No other local law enforcement leaders came forward publicly to back him, and many vowed to support Mase and continue enforcing her health order.
But Essick and Gorin, in their statement and in interviews, sought to put that bitter and divisive pandemic moment behind them, saying the county was more dedicated to a “risk-based approach” to economic reopening that would allow more businesses to operate under safeguards rather than blanket bans on certain sectors.
Some county officials painted it as a milestone transition, while others, including Mase, indicated they felt a risk-based approach had been their objective all along.
“This is something we've been championing probably since the second week of the shutdown,” said Supervisor David Rabbitt, who, with fellow Supervisor Lynda Hopkins, is a liaison to the county business community.

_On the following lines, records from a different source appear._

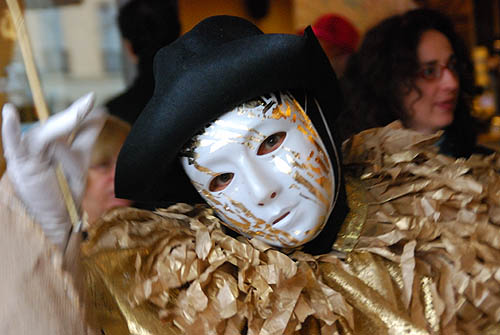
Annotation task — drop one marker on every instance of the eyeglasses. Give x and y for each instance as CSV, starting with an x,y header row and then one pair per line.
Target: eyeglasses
x,y
434,71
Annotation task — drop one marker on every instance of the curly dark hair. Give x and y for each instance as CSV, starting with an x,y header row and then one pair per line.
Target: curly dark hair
x,y
386,66
149,25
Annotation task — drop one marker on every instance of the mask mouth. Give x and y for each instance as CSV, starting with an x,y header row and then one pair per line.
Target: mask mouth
x,y
280,218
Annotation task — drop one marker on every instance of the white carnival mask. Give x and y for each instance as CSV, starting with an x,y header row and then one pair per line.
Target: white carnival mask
x,y
265,170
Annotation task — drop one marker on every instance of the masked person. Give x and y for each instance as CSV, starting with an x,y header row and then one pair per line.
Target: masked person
x,y
246,118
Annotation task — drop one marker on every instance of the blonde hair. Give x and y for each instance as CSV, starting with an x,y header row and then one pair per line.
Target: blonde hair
x,y
110,140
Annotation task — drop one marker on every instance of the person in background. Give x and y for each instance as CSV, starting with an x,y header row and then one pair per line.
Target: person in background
x,y
338,38
419,238
145,26
99,193
415,68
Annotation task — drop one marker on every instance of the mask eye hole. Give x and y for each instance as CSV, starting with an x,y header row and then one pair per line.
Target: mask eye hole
x,y
271,143
220,182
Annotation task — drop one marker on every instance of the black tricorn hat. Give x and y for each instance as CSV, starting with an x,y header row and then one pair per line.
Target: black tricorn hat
x,y
221,63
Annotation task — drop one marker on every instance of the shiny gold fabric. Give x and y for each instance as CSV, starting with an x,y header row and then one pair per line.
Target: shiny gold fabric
x,y
418,254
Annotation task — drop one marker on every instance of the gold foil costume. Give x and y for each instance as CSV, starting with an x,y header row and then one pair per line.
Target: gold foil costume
x,y
418,254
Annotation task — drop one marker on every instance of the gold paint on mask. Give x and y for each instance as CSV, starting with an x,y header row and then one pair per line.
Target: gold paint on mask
x,y
324,156
307,121
301,180
204,169
278,113
317,227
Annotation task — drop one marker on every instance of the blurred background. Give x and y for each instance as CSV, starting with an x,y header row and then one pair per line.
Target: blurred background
x,y
77,45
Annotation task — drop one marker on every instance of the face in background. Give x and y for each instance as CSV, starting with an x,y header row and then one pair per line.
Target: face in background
x,y
100,192
433,107
264,169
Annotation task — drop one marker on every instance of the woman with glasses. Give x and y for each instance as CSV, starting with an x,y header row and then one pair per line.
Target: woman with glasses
x,y
414,68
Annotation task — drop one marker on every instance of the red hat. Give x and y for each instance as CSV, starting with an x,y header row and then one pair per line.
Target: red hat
x,y
336,30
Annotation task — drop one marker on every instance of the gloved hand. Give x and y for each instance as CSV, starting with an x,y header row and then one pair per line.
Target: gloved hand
x,y
32,159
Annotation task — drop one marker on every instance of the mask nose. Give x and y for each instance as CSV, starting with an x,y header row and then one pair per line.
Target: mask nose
x,y
263,188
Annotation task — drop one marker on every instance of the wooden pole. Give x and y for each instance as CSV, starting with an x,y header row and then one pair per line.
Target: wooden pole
x,y
39,100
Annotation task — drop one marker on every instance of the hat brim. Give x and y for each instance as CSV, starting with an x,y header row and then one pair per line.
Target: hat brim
x,y
208,85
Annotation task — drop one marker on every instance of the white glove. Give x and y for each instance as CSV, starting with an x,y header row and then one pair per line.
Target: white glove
x,y
32,159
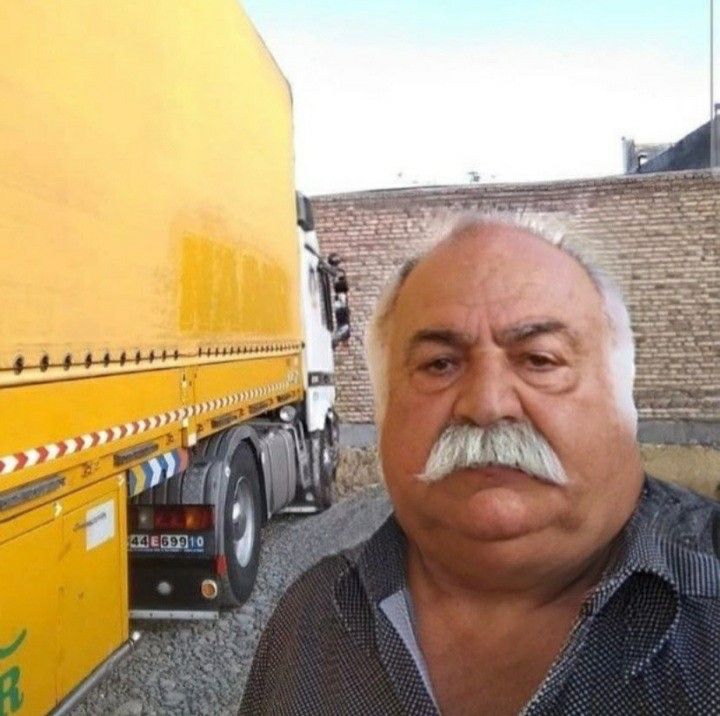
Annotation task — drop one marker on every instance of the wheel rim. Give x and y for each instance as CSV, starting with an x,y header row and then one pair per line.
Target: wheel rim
x,y
243,523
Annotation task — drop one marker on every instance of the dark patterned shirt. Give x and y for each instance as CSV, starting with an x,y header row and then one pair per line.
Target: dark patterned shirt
x,y
647,640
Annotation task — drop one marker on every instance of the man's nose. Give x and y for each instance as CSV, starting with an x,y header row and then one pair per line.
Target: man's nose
x,y
488,392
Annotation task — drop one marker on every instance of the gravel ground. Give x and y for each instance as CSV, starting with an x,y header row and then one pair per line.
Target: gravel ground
x,y
201,667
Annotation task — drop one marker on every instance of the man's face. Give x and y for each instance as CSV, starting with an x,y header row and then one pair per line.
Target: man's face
x,y
499,325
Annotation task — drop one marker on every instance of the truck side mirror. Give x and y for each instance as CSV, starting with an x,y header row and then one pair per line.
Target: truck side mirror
x,y
341,285
306,221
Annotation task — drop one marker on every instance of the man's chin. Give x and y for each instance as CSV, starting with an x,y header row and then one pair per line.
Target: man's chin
x,y
504,503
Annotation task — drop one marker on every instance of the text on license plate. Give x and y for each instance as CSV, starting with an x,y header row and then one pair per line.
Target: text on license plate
x,y
169,543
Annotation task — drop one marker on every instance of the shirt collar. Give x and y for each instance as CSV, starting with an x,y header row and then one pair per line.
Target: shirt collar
x,y
663,542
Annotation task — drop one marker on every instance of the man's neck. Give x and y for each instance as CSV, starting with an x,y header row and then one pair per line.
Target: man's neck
x,y
437,583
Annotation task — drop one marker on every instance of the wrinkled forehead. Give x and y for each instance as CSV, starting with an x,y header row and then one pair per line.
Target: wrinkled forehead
x,y
497,276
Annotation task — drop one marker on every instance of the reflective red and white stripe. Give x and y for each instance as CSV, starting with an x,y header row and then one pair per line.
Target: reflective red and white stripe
x,y
53,451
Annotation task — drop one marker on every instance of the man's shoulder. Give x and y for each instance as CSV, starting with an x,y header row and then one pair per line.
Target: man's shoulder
x,y
685,527
684,516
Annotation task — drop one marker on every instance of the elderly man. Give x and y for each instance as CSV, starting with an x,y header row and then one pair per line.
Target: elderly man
x,y
529,566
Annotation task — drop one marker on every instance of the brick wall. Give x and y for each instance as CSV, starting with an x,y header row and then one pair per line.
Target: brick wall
x,y
658,235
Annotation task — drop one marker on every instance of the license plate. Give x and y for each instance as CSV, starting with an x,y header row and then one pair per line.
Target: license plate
x,y
166,543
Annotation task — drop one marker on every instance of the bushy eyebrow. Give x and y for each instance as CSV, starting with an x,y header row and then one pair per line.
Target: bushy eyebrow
x,y
445,336
506,337
524,331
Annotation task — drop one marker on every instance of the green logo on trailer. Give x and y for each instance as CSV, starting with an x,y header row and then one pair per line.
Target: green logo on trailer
x,y
11,698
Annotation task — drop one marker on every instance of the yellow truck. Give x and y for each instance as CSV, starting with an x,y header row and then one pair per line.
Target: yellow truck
x,y
166,328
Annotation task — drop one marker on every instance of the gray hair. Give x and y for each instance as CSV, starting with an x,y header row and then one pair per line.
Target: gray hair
x,y
622,360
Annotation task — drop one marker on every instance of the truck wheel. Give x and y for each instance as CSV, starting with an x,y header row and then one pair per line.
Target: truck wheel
x,y
242,517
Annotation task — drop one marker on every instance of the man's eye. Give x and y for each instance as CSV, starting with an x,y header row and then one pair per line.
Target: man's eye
x,y
540,361
439,366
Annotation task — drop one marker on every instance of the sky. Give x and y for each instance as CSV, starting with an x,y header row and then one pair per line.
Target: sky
x,y
401,93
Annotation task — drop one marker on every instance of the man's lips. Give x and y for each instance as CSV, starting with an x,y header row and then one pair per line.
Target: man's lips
x,y
499,475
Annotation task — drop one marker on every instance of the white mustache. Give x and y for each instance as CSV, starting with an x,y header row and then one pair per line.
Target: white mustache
x,y
504,443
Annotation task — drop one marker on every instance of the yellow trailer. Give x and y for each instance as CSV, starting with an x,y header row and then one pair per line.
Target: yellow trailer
x,y
165,333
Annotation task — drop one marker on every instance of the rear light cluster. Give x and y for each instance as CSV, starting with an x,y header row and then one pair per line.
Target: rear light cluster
x,y
192,518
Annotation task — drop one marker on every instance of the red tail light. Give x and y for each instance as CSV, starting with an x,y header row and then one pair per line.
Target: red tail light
x,y
194,518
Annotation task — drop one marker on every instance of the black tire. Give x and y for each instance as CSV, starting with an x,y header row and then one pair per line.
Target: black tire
x,y
241,511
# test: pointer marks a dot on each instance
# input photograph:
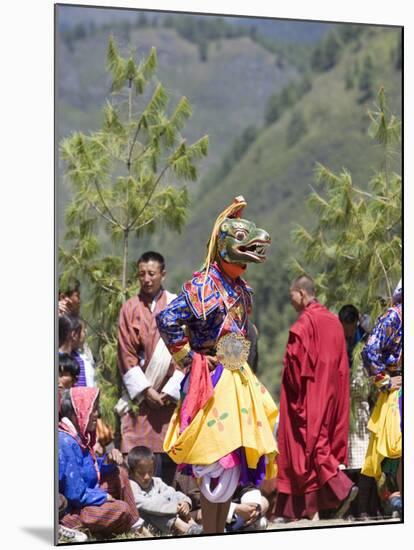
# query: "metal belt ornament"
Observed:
(233, 350)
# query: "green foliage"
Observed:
(327, 53)
(119, 179)
(277, 104)
(296, 129)
(354, 252)
(398, 53)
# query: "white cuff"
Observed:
(172, 387)
(232, 509)
(135, 382)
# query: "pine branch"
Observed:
(98, 188)
(385, 274)
(107, 218)
(131, 225)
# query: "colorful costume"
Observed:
(224, 422)
(85, 480)
(382, 358)
(314, 416)
(144, 361)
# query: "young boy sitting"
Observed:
(158, 504)
(68, 371)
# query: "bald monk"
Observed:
(314, 412)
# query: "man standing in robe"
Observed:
(149, 375)
(314, 412)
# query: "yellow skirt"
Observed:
(386, 438)
(241, 413)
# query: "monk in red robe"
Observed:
(314, 412)
(150, 377)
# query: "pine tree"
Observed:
(124, 179)
(355, 251)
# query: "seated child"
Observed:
(97, 490)
(158, 504)
(247, 511)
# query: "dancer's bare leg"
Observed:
(213, 515)
(223, 510)
(399, 476)
(208, 515)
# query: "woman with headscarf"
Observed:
(96, 489)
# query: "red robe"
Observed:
(314, 415)
(138, 333)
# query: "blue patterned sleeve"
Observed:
(71, 482)
(170, 323)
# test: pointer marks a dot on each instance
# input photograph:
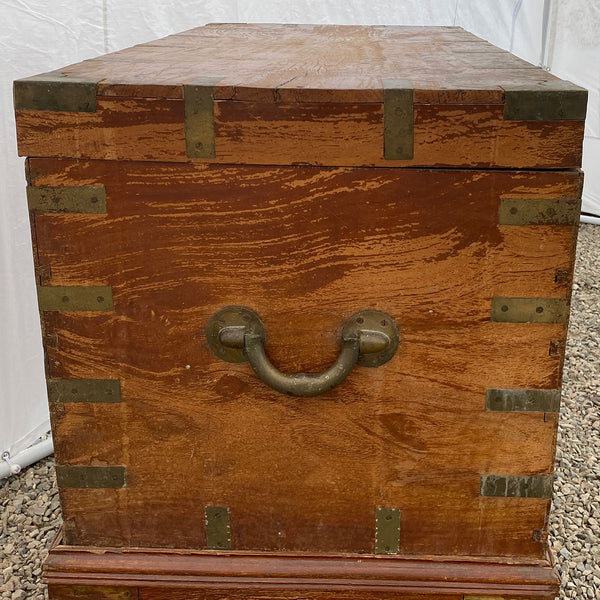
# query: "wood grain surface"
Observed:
(308, 94)
(313, 63)
(306, 247)
(341, 134)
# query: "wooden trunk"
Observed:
(307, 173)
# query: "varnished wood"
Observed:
(188, 574)
(308, 94)
(407, 434)
(300, 217)
(318, 134)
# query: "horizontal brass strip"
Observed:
(398, 119)
(387, 530)
(555, 101)
(539, 211)
(75, 298)
(218, 527)
(75, 199)
(90, 477)
(499, 400)
(55, 92)
(529, 310)
(84, 390)
(198, 100)
(517, 486)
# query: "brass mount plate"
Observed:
(218, 527)
(517, 486)
(72, 199)
(539, 211)
(198, 100)
(84, 390)
(55, 92)
(529, 310)
(387, 530)
(78, 298)
(398, 119)
(503, 400)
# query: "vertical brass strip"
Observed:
(529, 310)
(387, 530)
(503, 400)
(198, 99)
(218, 527)
(90, 477)
(55, 92)
(398, 119)
(517, 486)
(84, 390)
(75, 199)
(552, 101)
(96, 298)
(539, 211)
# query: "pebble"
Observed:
(29, 505)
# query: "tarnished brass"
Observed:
(552, 101)
(56, 92)
(76, 199)
(226, 330)
(529, 310)
(517, 486)
(539, 211)
(498, 400)
(236, 334)
(90, 477)
(387, 530)
(398, 119)
(75, 298)
(218, 527)
(198, 99)
(84, 390)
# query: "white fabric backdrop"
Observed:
(43, 35)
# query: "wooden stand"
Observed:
(91, 573)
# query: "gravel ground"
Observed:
(30, 514)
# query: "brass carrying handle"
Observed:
(236, 334)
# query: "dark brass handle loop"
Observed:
(236, 334)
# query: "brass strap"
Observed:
(55, 92)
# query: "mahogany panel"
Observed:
(181, 240)
(336, 134)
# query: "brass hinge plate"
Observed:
(73, 199)
(198, 100)
(529, 310)
(55, 92)
(539, 211)
(398, 119)
(552, 101)
(218, 527)
(387, 530)
(90, 477)
(504, 400)
(517, 486)
(84, 390)
(54, 298)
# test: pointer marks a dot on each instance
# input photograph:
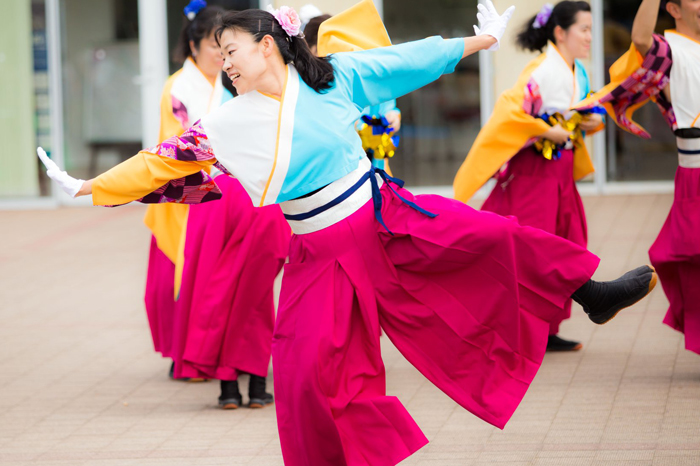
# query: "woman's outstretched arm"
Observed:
(173, 169)
(374, 76)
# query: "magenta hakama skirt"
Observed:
(542, 193)
(676, 256)
(225, 312)
(466, 297)
(160, 299)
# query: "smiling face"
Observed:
(577, 39)
(208, 56)
(245, 61)
(687, 16)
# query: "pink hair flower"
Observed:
(288, 19)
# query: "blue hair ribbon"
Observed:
(193, 8)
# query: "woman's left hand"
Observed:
(491, 23)
(591, 121)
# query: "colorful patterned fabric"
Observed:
(644, 84)
(532, 102)
(192, 145)
(180, 112)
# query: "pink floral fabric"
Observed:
(192, 145)
(644, 84)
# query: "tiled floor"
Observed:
(80, 384)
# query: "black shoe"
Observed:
(603, 300)
(171, 374)
(257, 394)
(230, 395)
(556, 343)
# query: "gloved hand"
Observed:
(491, 23)
(69, 184)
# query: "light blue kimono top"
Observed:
(283, 149)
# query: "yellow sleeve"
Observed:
(506, 132)
(167, 221)
(169, 125)
(141, 175)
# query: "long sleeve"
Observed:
(371, 77)
(512, 124)
(634, 80)
(170, 172)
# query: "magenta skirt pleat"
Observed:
(225, 312)
(466, 297)
(159, 299)
(542, 193)
(676, 256)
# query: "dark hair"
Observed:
(206, 21)
(317, 72)
(563, 15)
(311, 29)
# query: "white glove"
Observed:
(491, 23)
(69, 184)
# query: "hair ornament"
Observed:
(543, 16)
(193, 8)
(288, 19)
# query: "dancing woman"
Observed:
(666, 69)
(213, 331)
(466, 296)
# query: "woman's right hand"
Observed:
(70, 185)
(557, 134)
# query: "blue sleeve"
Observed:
(388, 106)
(371, 77)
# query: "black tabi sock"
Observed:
(603, 300)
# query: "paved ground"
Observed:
(80, 384)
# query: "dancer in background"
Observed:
(666, 70)
(215, 334)
(189, 94)
(464, 295)
(534, 132)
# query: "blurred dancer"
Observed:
(217, 334)
(540, 139)
(666, 69)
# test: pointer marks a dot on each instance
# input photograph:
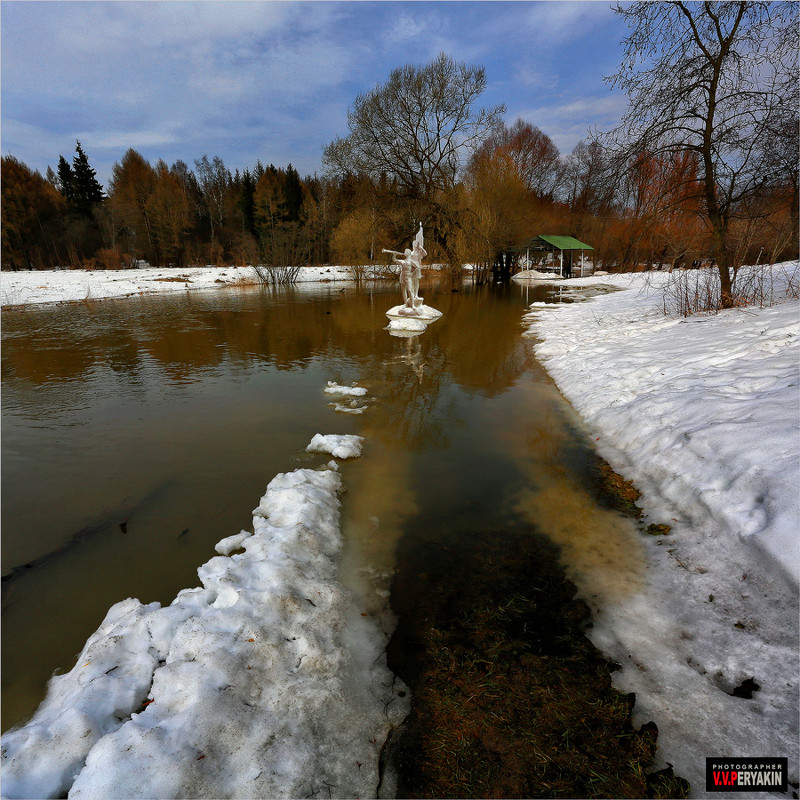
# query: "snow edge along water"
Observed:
(701, 415)
(266, 682)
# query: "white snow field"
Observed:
(701, 413)
(64, 285)
(266, 682)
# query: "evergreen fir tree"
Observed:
(293, 194)
(86, 190)
(65, 179)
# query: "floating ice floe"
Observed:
(265, 682)
(353, 391)
(351, 408)
(338, 445)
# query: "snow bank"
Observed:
(704, 408)
(53, 286)
(702, 415)
(339, 446)
(266, 682)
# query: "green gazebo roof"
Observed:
(558, 242)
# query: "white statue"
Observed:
(411, 318)
(410, 273)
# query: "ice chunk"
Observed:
(339, 446)
(353, 391)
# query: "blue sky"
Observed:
(274, 80)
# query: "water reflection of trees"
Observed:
(478, 341)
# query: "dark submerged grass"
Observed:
(510, 699)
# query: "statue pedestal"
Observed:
(421, 312)
(405, 321)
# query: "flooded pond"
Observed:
(137, 433)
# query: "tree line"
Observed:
(702, 168)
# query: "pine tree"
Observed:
(65, 179)
(86, 190)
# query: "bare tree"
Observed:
(711, 79)
(533, 153)
(416, 130)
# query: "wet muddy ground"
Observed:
(510, 698)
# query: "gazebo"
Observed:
(565, 245)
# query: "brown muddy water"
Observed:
(136, 433)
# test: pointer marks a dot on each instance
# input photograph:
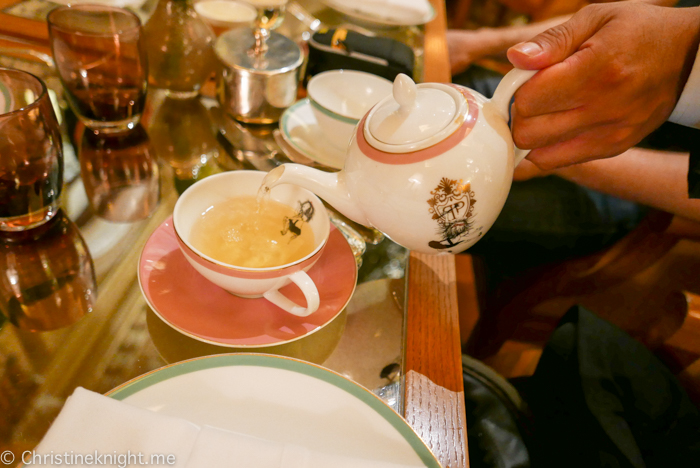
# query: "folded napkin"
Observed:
(92, 424)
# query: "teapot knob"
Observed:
(405, 91)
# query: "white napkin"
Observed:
(92, 424)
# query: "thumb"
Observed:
(557, 43)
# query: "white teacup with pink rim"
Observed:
(304, 220)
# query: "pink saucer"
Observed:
(192, 305)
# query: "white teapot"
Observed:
(430, 166)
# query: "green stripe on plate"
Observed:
(277, 362)
(332, 114)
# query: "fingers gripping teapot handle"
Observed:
(510, 83)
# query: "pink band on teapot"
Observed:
(428, 153)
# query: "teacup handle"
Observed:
(510, 83)
(308, 288)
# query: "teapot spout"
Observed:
(331, 187)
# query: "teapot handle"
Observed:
(510, 83)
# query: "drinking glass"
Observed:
(120, 174)
(48, 279)
(101, 59)
(31, 157)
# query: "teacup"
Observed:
(246, 281)
(340, 98)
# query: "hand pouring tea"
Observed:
(430, 166)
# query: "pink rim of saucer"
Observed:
(428, 153)
(195, 307)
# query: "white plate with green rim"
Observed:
(300, 130)
(387, 12)
(283, 400)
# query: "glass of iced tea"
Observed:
(120, 174)
(31, 158)
(101, 59)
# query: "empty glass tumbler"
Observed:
(31, 158)
(101, 59)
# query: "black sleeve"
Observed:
(694, 171)
(673, 137)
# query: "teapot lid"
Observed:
(415, 116)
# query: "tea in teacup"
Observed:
(251, 233)
(291, 217)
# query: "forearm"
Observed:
(653, 178)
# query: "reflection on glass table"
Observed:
(48, 279)
(122, 338)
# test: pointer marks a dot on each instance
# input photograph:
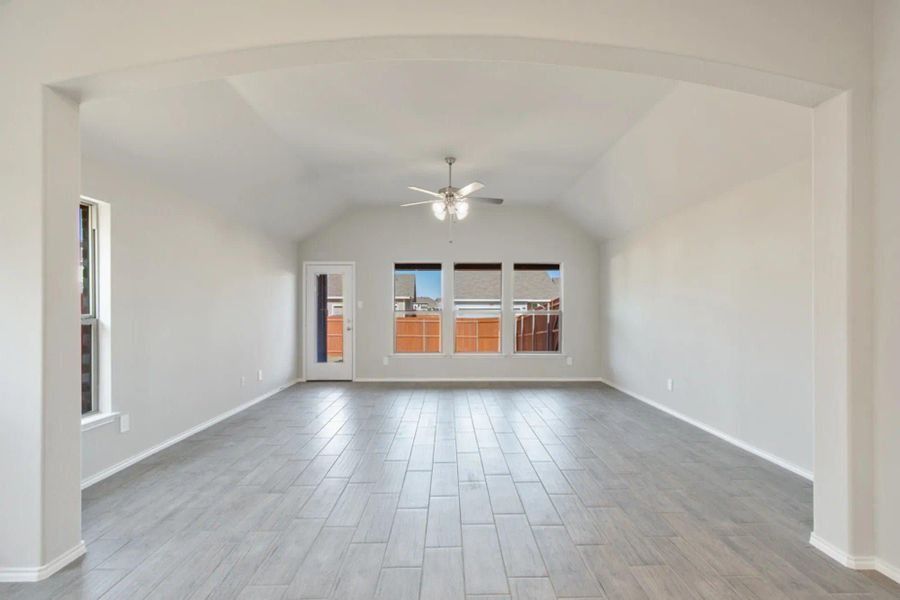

He cited, for example, the fact that people continue to line up to shop inside Costco, Home Depot, Friedman Brothers and other stores, yet small local retailers still aren't permitted to sell goods beyond curbside.
“Where does that fit into a health risk perspective?” Rabbitt asked.
Hopkins said county economic officials have been hard at work with the business community on best practices that would allow people to reopen but do so safely.
“We all want to have a common vision for the county going forward,” said Hopkins, who among board members last week penned the most withering public critique of the sheriff's stance.
“At the root of it, we do share the priorities of keeping the community safe and healthy,” she said Monday.
The joint statement from Essick and Gorin came after a hastily arranged series of meetings last Friday with top county lawmakers and health authorities who failed to produce an accord with Essick - though one was at hand several times that day, according to several participants.
For Gorin, a seasoned local officeholder, it was a particularly confounding moment - an open political rift with the county's top law enforcement officer, a first-term elected official who was publicly questioning the veracity and basis for the health order that has governed local life since mid-March.